Crafty Christmas Cards

By Simone Slykhous

November 6, 2016 5 min read

As Jim Reeves sang, "there's an old Christmas card in an old dusty trunk. And it brings back sweet mem'ries dear to me." Christmas cards are an easy and considerate way to let your loved ones know you're thinking of them during the holiday season.

It's always a pleasant surprise to see a personal card or letter tucked into the usual mound of bills and junk mail. But while cards carry sentimental value, they can easily become clutter -- taking up space in drawers or turning into piles on kitchen counters. Researchers at the Princeton University Neuroscience Institute have found that "multiple stimuli present in the visual field at the same time compete for neural representation." To translate this into layman's terms, having a cluttered space limits your ability to focus on one thing. This means decreased productivity and reduced attention spans. The findings of this study are corroborated by a recent online poll sponsored by The Huffington Post. According to the poll, 84 percent of Americans who say that they are stressed worry that their homes aren't clean or organized enough.
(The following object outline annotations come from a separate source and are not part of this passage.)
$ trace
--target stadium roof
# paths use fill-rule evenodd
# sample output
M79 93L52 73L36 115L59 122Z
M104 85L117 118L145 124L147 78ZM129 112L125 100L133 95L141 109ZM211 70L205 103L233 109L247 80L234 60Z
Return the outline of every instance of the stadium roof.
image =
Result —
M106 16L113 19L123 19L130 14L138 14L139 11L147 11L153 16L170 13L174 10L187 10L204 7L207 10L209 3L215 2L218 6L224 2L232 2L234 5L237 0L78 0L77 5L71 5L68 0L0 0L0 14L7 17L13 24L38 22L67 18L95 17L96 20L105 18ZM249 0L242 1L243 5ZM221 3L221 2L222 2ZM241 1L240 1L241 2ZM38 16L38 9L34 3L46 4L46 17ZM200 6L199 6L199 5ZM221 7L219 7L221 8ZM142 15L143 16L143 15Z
With the holidays causing enough stress, there's no need to pile on more. However, for people who wish to keep the dear memories that their old Christmas or holiday cards elicit, throwing them away can be difficult or seem wasteful. Luckily, there are a multitude of ways to repurpose Christmas and holiday cards.

For the doodlers on your Christmas list, consider making a themed notepad. Simply staple the front page of an old Christmas card to a stack of scrap paper. These notepads can be stashed in a purse, by the phone or at the office. Any time they need to jot down a few things, they'll think of you. Similarly, bookmarks are an easy way to repurpose cards. Cut out fun shapes from card covers and add some ribbon through a hole punched at the top. If you're giving them to a child, consider laminating the bookmarks so that they don't easily tear or break down.

A staple of the holiday season, decorative Christmas villages adorn department-store shelves and household tables. These displays have a rich history, dating back to the Renaissance. According to Family Christmas Online, "In areas settled by German-speaking Moravians, the seasonal 'communities' were called 'putzes,' from the German word for 'put,' 'set up,' or 'putter.' Moravian families (and eventually many others) would set out displays early in the season and tweak, or 'putz around' with them right up until Christmas." You can make your own miniature putz villages out of old cards. First, pick a card that is large enough to fit a pattern. The Little Glitter Houses website has a great variety of patterns to choose from, and easy instructions to follow. You'll need a box cutter, scissors, glue and tape. Glitter, stickers and other add-ons are optional but encouraged.

Cards can also be repurposed to make gift tags. This will cut down on wrapping costs and waste. If you're giving goods in cans or jars, use the lid of the jar to trace a circle around a Christmas card of your choosing. Cut out the circle, and glue it to the top of the jar. Tie a ribbon around the jar for an added pop of color.

If you're looking to cut down on paper waste, there are alternatives to sending a classic Christmas card. According to the market research firm of IBISWorld, e-cards are a $290 million business. Though it doesn't yet compare to the $8 billion greeting card industry, electronic cards are growing rapidly in popularity and personalization. Paperless Post does a great job of giving your loved ones the experience of opening a greeting card, with the added bonus of music or animation. There's also a smaller carbon footprint. Plantable cards are another option. Made from seed paper, these cards, once planted by the recipient, can grow into beautiful flowers.

Lastly, St. Jude's Ranch for Children has created a recycled card program. It welcomes greeting cards from every occasion, and repackages them to sell to support cancer research. By donating, you're contributing to a great cause and reducing clutter. And your holiday memories will stay with you.